Et c’est ce qu’il fait. La mesure phare du budget est le programme pancanadien de garderies. En échange d’un financement à hauteur de 50 %, Ottawa se permet de dire aux provinces « quoi et comment faire ». Heureusement, la ministre Freeland semble s’être gardé une petite gêne à l’égard du Québec et de ses CPE. Pour l’instant.

Toujours dans le budget, et sans que ça lui en coûte une fortune, Ottawa met en place une infrastructure qui lui permet de s'ingérer dans une foule de secteurs. Par exemple, on y trouve un cadre relatif aux soins en santé mentale, un cadre relatif à la santé des femmes et un cadre relatif à la santé reproductive. Tous dans des champs de compétence exclusifs au Québec et aux provinces ! Il y aussi un cadre pour l'extraction des minéraux nécessaires au virage vert. Nouvel empiètement dans un champ de juridiction provinciale. On remet à l’ordre du jour le projet pancanadien des valeurs mobilières pancanadiennes, encore une fois contre la volonté du Québec. Apparaissent aussi dans le budget un bureau fédéral pour la reconnaissance des diplômes étrangers, une agence canadienne responsable de la gestion de l'eau et un cadre fédéral pour la formation de la main-d'œuvre.

 

Un pays de plus en plus centralisé

Tout cela est très inquiétant. Toutes ces mesures, tous ces cadres et toutes ces politiques témoignent de l'intention d’Ottawa de mettre en place l’infrastructure pour poursuivre son objectif de centralisation. Le gouvernement utilise son pouvoir de dépenser pour se mettre le nez partout. La table est mise pour faire du Canada un pays de plus en plus un pays centralisé, où tout se décide à Ottawa et de moins en moins dans le cadre d’une fédération respectant l’autonomie des provinces.
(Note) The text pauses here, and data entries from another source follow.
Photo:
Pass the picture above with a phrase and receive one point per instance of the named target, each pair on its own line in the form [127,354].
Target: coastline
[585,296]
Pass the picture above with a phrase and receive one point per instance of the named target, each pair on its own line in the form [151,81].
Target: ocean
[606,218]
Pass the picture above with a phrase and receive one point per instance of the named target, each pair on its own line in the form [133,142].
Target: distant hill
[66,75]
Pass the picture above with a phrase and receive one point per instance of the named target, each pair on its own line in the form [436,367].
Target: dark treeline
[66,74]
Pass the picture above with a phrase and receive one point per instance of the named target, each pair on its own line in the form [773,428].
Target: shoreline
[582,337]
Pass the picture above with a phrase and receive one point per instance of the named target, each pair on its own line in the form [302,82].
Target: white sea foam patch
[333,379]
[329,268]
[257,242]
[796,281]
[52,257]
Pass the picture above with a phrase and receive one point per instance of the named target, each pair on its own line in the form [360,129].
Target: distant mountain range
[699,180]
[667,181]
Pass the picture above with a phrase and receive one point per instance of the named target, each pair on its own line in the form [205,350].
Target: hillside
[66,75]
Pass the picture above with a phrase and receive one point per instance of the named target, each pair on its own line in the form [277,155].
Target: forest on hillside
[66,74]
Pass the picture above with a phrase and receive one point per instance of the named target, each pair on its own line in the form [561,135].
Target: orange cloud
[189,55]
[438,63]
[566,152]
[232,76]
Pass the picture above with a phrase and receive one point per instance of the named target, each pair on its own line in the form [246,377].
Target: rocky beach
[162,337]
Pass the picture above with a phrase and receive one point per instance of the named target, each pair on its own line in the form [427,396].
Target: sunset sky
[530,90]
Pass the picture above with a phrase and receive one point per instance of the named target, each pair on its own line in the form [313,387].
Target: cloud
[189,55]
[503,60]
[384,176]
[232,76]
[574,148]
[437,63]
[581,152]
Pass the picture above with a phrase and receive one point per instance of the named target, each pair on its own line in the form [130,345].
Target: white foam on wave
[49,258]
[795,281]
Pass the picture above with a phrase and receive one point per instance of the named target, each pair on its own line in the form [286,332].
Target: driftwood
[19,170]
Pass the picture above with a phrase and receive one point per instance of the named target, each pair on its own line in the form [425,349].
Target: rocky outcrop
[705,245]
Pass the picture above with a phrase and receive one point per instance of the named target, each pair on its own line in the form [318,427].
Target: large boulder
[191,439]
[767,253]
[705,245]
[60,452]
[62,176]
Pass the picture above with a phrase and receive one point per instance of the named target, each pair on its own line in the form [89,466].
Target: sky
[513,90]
Tout cela ne semble pas trop déranger la population dans le reste du Canada, mais il s’agit évidemment d’une attaque directe contre le Québec. Une façon de faire, dictée par papa Ottawa. Quant à l'autonomie, chère au Québec, on s'en balance.

À ce sujet et en réaction au budget, le journaliste Antoine Robitaille écrivait : « Mais comme souvent au Canada, lorsque quelque chose semble nécessaire et souhaitable, le grand frère fédéral se fout des règles constitutionnelles et prend l’initiative. Un programme pancanadien de garderie est évidemment un envahissement d’un champ de compétence des provinces. Je répète que, pour l'instant, Ottawa affirme qu'il n'imposera pas de règles au Québec. Or nous nous demandons pour combien de temps ce sera le cas. »

Difficile pour une nation comme le Québec de continuer de se développer en fonction de ses propres choix quand une telle dynamique devient la règle.